Eva Stern is Jewish. Growing up in Germany in the 1930s, she has no idea what awaits her family in the following decade. Everyone close to her is killed. Eva herself is placed in a concentration camp and endures brutal labor practices and the humiliation of dehumanization. Upon liberation by the allies, she feels entirely lost. Now an adult, Eva is haunted by guilt for having been the sole member of her family to survive. More importantly, her life feels like a waking nightmare as the memories of her loved ones keep seeping into the present, robbing Eva of any ability to form new attachments and to build a future for herself.
Despite her internal feeling of isolation, Eva makes friends and has admirers. One even proses to marry her, but she is emotionally unavailable. Defeated, her soldier beau retreats to his homeland, England, and joins the thousands of young men in the "Lost Generation." At the same time, Eva observes how the other surviving Jews around her rebuild after the war. Her Uncle Stephan actually leaves his family behind in order to move to Israel. He leans into his heritage as the sole purpose of his life. As Eva considers Jewishness in its various manifestations of identity, she offers the reader a glimpse into a brief and by no means complete history of Judaism.

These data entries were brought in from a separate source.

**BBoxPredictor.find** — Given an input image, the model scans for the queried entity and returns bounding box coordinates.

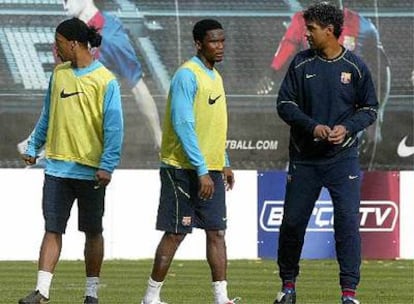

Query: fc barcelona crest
[341,72,352,84]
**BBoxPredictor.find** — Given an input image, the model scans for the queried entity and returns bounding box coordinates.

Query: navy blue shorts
[156,168,227,234]
[42,174,105,233]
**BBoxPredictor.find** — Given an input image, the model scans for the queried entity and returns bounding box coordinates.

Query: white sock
[143,277,164,304]
[211,281,229,304]
[36,270,53,299]
[85,277,99,299]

Based closely upon a real event, Phillips describes a group of Jews in the fifteenth century who made a living through financial investment. They leant money to a group of Christians who did not return in time. As rumor has it, the Jews then proceeded to murder the Christians' child. They were promptly shunned by the entire community. At this point Phillips draws more direct attention to the way that racial stereotypes have influenced the most basic interactions of one people group with another. He writes about Othello's struggle to ingratiate himself among the Italians in order to win over his beloved Desdemona.